I had accidentally gripped my chopsticks too hard, causing it to break, and quickly excused myself. I left the situation before I made it worse than it already was. I threw away the food I had left because I wasn't hungry. How dare she call him by his first name.

His first fucking name.

In Japanese culture it's impolite to call someone by their first name, and often times traditional to be called by your surname. I can't believe that in 3 fucking weeks that bitch is calling him by his first name. It took me and Mirio 3 years to call him by his first name.

I ran outside and sat on the grass, in front of a tree. 3 weeks I've been dealing with her flirting with him. 3 weeks since he's walked home with me and Mirio. 3 weeks since the guy I've liked for a year hasn't talked to me. 3 weeks since I've felt like I messed up. I sat there wondering what I did wrong as I clutch my hair, tears rushing down my face. I felt Mirio sit right beside me, he wraps his arm around my neck and pulls me into a little side hug.

"You're so bad at lying sunshine."

He chuckles softly trying to make light of the situation.

"Did I do something wrong to make him not want to walk home with us?"

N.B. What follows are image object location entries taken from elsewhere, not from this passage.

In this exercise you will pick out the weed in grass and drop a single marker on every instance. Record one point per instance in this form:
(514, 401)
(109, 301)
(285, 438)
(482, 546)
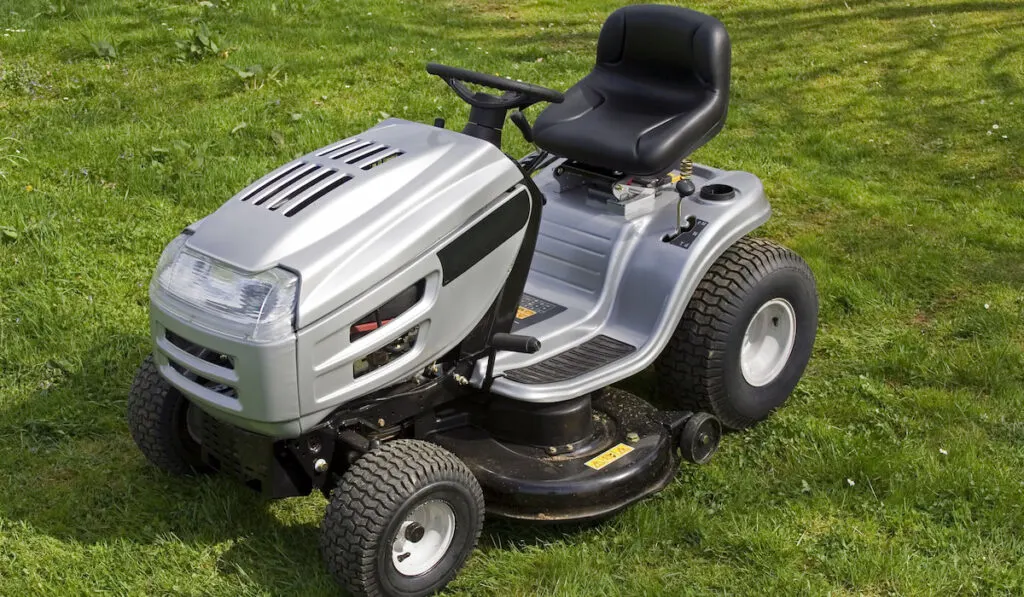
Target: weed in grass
(58, 9)
(9, 155)
(200, 43)
(103, 49)
(254, 77)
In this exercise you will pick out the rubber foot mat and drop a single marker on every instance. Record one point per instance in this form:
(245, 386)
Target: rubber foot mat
(592, 354)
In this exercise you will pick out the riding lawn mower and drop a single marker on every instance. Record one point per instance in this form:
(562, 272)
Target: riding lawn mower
(426, 330)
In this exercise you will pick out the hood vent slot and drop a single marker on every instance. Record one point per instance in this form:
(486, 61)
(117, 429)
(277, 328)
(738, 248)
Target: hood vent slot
(317, 195)
(256, 189)
(317, 175)
(386, 155)
(295, 186)
(346, 150)
(281, 192)
(365, 155)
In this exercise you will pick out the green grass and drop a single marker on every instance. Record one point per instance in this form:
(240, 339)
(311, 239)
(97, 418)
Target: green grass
(895, 469)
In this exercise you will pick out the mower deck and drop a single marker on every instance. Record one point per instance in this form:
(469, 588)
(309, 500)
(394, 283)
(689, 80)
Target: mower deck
(630, 456)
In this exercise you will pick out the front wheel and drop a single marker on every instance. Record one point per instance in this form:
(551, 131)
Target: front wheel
(402, 521)
(745, 336)
(162, 422)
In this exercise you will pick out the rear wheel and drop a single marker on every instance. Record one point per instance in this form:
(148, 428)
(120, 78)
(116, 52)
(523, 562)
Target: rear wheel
(162, 422)
(745, 336)
(402, 521)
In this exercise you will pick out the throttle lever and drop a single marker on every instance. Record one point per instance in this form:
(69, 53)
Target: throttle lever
(519, 120)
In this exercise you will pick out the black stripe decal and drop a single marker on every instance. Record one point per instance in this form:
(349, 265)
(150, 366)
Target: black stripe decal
(485, 236)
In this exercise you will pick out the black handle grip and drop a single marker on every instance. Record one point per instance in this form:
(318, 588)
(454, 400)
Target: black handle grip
(542, 93)
(515, 343)
(519, 120)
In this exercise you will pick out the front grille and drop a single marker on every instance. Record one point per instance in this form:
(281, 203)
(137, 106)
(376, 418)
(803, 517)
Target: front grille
(207, 354)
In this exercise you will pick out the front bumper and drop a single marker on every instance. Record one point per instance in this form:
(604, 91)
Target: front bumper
(251, 386)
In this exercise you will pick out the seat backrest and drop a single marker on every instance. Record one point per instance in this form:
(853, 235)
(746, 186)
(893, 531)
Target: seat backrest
(669, 44)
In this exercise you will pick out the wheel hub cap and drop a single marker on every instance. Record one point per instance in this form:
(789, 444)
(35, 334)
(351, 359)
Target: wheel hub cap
(423, 538)
(768, 342)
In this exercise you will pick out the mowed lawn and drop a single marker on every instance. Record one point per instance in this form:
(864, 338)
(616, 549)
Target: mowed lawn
(890, 137)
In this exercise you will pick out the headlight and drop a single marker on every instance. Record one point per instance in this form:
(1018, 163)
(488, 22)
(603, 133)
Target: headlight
(257, 307)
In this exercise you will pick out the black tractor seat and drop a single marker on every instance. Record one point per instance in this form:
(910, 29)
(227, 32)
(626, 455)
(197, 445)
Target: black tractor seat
(658, 91)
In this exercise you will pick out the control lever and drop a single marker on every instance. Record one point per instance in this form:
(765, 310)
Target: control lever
(519, 120)
(515, 343)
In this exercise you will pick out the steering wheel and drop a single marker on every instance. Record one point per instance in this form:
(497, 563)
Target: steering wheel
(517, 94)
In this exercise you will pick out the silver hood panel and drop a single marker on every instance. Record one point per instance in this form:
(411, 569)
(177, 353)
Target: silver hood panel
(352, 213)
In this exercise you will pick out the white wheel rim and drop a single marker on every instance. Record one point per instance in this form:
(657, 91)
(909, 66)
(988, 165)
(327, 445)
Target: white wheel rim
(768, 342)
(436, 519)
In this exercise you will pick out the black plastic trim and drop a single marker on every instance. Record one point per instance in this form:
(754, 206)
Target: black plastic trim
(484, 237)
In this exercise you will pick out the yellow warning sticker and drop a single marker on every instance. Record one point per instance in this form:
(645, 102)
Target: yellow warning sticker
(609, 456)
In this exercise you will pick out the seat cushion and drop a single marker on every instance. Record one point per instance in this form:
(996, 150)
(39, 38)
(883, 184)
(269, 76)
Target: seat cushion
(657, 92)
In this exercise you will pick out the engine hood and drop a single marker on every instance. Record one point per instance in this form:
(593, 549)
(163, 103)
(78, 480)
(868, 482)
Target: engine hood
(352, 213)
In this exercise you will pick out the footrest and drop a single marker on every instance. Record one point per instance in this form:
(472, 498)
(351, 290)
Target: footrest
(585, 357)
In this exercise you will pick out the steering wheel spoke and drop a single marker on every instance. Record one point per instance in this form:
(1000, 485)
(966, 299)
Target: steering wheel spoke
(517, 94)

I ask, he hasn't been walking home with us ever since we got ice cream together. Mirio rubs my shoulder.

"You know how he is. You know that he's shy. I know he asked you for ice cream and something happened that I don't know of. I think this is his way of avoiding his feelings. Maybe he thinks he'll ruin your guy's friendship?"

I sigh at how right Mirio was. I sniffled a bit, I didn't like the feeling that I had right now. Even with one of my best friends right next to me I felt empty, almost. Soon the bell rang and we left to get back to class. It seemed that Akane walked Tamaki to class, she had brushed me slightly on the arm.

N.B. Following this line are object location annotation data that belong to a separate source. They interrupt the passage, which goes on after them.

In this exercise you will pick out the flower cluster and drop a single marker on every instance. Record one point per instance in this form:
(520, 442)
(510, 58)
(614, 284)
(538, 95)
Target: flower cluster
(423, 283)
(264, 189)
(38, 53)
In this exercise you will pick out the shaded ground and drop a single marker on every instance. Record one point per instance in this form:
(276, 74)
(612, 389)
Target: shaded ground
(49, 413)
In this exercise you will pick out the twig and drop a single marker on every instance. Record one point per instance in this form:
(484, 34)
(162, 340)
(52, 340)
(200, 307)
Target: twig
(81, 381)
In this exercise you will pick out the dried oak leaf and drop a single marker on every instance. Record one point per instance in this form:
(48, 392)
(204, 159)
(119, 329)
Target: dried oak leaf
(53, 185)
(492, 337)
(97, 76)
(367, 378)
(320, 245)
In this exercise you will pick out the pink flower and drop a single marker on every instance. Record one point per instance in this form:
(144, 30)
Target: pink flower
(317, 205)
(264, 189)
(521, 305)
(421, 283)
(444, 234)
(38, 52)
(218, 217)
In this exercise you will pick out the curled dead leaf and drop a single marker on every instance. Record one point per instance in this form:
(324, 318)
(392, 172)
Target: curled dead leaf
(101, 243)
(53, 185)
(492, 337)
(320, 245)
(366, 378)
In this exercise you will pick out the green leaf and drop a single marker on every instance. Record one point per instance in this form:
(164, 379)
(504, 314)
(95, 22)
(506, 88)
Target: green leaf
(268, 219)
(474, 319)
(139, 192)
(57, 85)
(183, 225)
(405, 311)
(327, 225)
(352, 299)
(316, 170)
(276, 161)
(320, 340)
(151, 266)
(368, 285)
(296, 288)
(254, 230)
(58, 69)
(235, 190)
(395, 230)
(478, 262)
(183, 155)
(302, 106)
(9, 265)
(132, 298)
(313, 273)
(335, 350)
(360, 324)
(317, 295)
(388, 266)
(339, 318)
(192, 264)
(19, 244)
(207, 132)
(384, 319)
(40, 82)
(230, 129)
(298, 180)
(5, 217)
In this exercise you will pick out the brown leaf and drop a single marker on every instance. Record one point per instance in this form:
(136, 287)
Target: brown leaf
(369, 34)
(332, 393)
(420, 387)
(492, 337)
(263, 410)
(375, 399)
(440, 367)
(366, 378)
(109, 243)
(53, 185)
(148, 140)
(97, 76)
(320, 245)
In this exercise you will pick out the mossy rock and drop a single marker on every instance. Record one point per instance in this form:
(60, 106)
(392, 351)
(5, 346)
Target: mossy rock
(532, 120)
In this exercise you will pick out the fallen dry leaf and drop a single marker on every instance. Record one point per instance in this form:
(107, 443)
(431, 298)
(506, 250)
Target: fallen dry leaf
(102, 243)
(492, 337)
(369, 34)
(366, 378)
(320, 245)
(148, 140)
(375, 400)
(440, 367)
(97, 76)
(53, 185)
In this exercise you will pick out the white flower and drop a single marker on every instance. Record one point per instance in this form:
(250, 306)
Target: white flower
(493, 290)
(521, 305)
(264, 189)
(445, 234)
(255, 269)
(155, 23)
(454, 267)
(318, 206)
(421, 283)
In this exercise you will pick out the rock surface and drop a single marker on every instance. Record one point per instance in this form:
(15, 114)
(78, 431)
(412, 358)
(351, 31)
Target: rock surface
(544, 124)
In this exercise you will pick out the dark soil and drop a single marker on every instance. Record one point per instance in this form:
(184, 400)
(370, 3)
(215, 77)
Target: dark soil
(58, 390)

"I don't know what happened at lunch, but I'm sorry. You seemed a bit mad or stressed about something darling. I hope you feel better soon."

She states. She then touches my wrist and I could feel that the anxiety I had earlier worsening by the second. I smile softly at her and thanked her. She then leans super close to me and whispers something only I could hear,

"Why don't you stay away from Tamaki huh? You're not worth his time."

She whispers softly in my ear, I would have given her a weird look, but this weird feeling took place instead, it was as if I wanted to listen to her and that I had to. As soon as I entered the class room I felt this huge weight come crashing down on me. I didn't know what it was, but something felt off about me. I walk to my seat and sit down, Tamaki looks at me and blushes.

"H-hey.. y/n.. I'm sorry if I'm the reason you got mad at lunch.."

He says apologizing, I nodded my head but didn't say much towards him. Class then started up again and all I could hear were negative thoughts surrounding my head. I wasn't able to think straight and I had no idea why. I was trying to write down the notes, but for some reason I didn't have the motivation to do so. I had to force myself to take notes. I avoided looking at Tamaki at all cost, i didn't know why, but it was just something I did.

When the school day ended I left quickly. I didn't even wait for Mirio. I pass through everyone quickly and rushed making my way home. I open the door and close it quickly. I could still hear the voices screaming at me. Papa wasn't home yet, I remember him texting me earlier saying he had to stay behind a little later than usual. I went into my room and closed the door. I sink to the ground and let the water works flow, being thankful that today was a Friday. I couldn't take the fact that Tamaki had been avoiding me for three weeks and now I'm being told that I'm not even worth his time? If the signs didn't point to this being a failed friendship and a relationship that won't happen, I might as well stop while I'm ahead.